Tel est notre sentiment, à l’encontre de certains écrivains modernes qui tiennent la chose pour une pure superstition populaire. Le livre de Tobie nous montre l’archange Gabriel reléguant et confinant le démon dans les déserts de la Haute-Egypte . L’Evangile nous apprend que le Sauveur du monde chassa un jour le démon du corps de deux possédés, leur assigna une demeure digne d’eux et d’ailleurs conforme à leurs désirs, c’est-à-dire les corps d’un troupeau de pourceaux, et enfin les précipita dans les flots du lac de Génésareth . Nous y lisons encore que le démon hante les lieux arides, où il cherche un repos qu’il ne trouve point ; que Jésus-Christ avait un plein pouvoir sur les démons, et que, au grand étonnement du peuple, ils lui obéissaient absolument, bien malgré eux sans doute, en confessant qu’il était le Fils de Dieu .

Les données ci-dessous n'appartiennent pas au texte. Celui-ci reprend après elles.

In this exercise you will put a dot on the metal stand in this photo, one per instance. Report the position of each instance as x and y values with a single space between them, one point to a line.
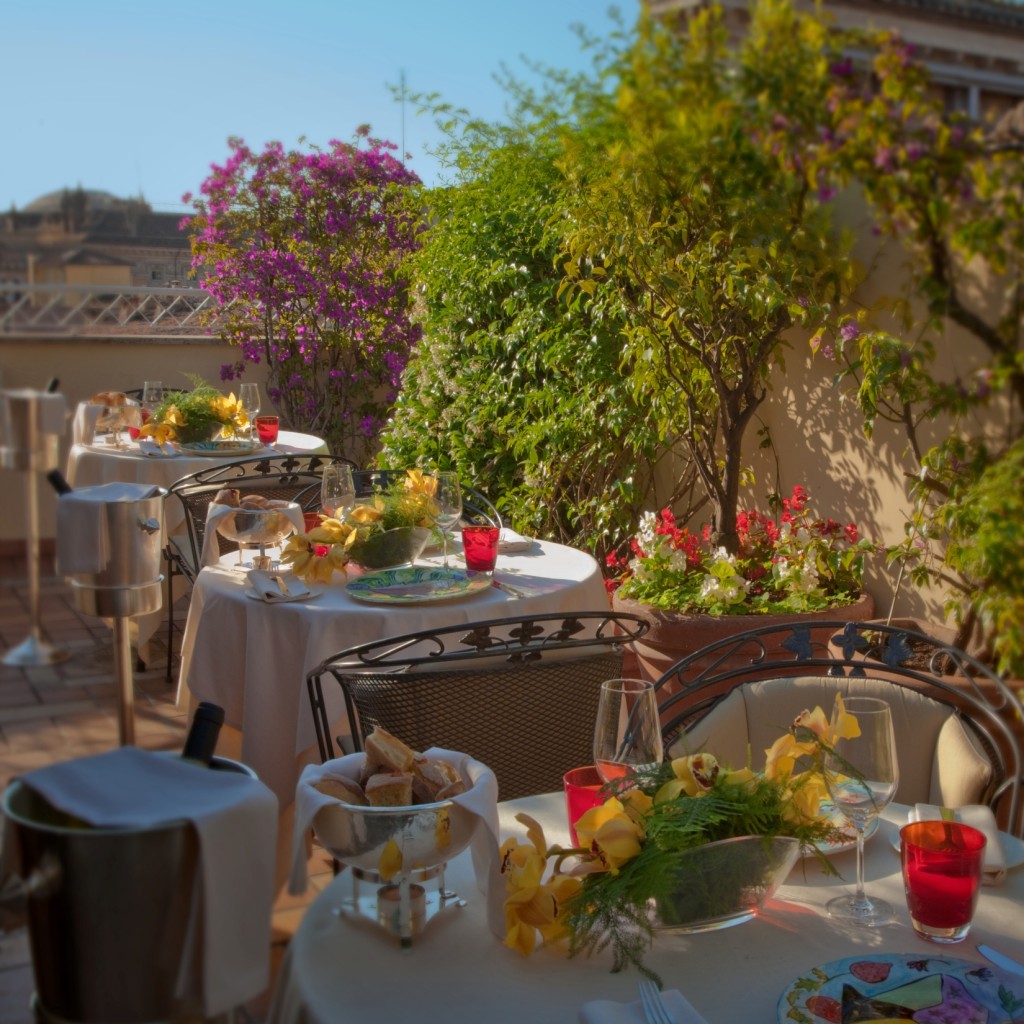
34 650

Or, pourquoi les saints, qui sont les anges de Dieu sur la terre, et à qui Jésus-Christ a garanti le pouvoir de reproduire ses miracles, et de plus grands encore, s’il le fallait, nous trouveraient-ils incrédules, alors qu’ils l’exercent?
Le Mont-Joux, mons Jovis, était consacré à Jupiter, d’après notre légende. Jupiter, le chef des faux dieux, et, par conséquent, le prince des démons, avait là, d’après l’histoire, un culte digne de l’idée que se faisait de lui l’erreur païenne. On le voit, bien avant saint Bernard, par les sacrifices solennels que l’empereur Maximien ordonne à Agaune pour se rendre ce dieu favorable au passage du col, et qui furent l’occasion du massacre de la Légion Thébéenne refusant d’y participer. On nous dira ici: c’est encore de la légende, cette histoire de saint Maurice; elle vaut celle de saint Bernard de Menthon. Telles sont, en effet, les deux sources principales qui nous montrent, l’une en 302 et l’autre encore au dixième siècle de notre ère, le roi des enfers ayant là un monument et son idole, y recevant des hommages et des offrandes, et y exerçant une influence néfaste et qui lui faisait au loin une réputation terrible. Mais voici qui appuye passablement le fond réel de nos pieuses légendes:
Parmi les nombreux ex-voto trouvés dans les ruines du temple de Mont-Joux, de Saussure affirme en avoir vu qui étaient gravés sur des plaques de bronze . L’un d’eux portait: Jovi Pœnino. Il écrit plus loin: «De Rivaz, auteur valaisan, prétend que vers l’an 339, Constantin-le-Jeune fit abattre la statue de Jupiter, qui étoit au haut du passage, et que l’on mit à sa place une colonne milliaire dédiée à ce prince. Cette colonne se voit encore au pied du Saint-Bernard, dans le bourg de Saint-Pierre, avec une inscription.» Elle portait le vingt-quatrième milliaire, qui tombait effectivement in summo Pennino, d’après l’itinéraire d’Antonin et les tables de Peutinger. Mais la destruction du monument païen n’entraîna pas de sitôt celle du culte à Jupiter. Simler, dans sa description du Valais, atteste que ce fut saint Bernard qui en eut façon; et, bien qu’il ne semble point y ajouter foi, il n’en rapporte pas moins la tradition populaire, que le démon rendait là ses oracles et en fut chassé par notre thaumaturge .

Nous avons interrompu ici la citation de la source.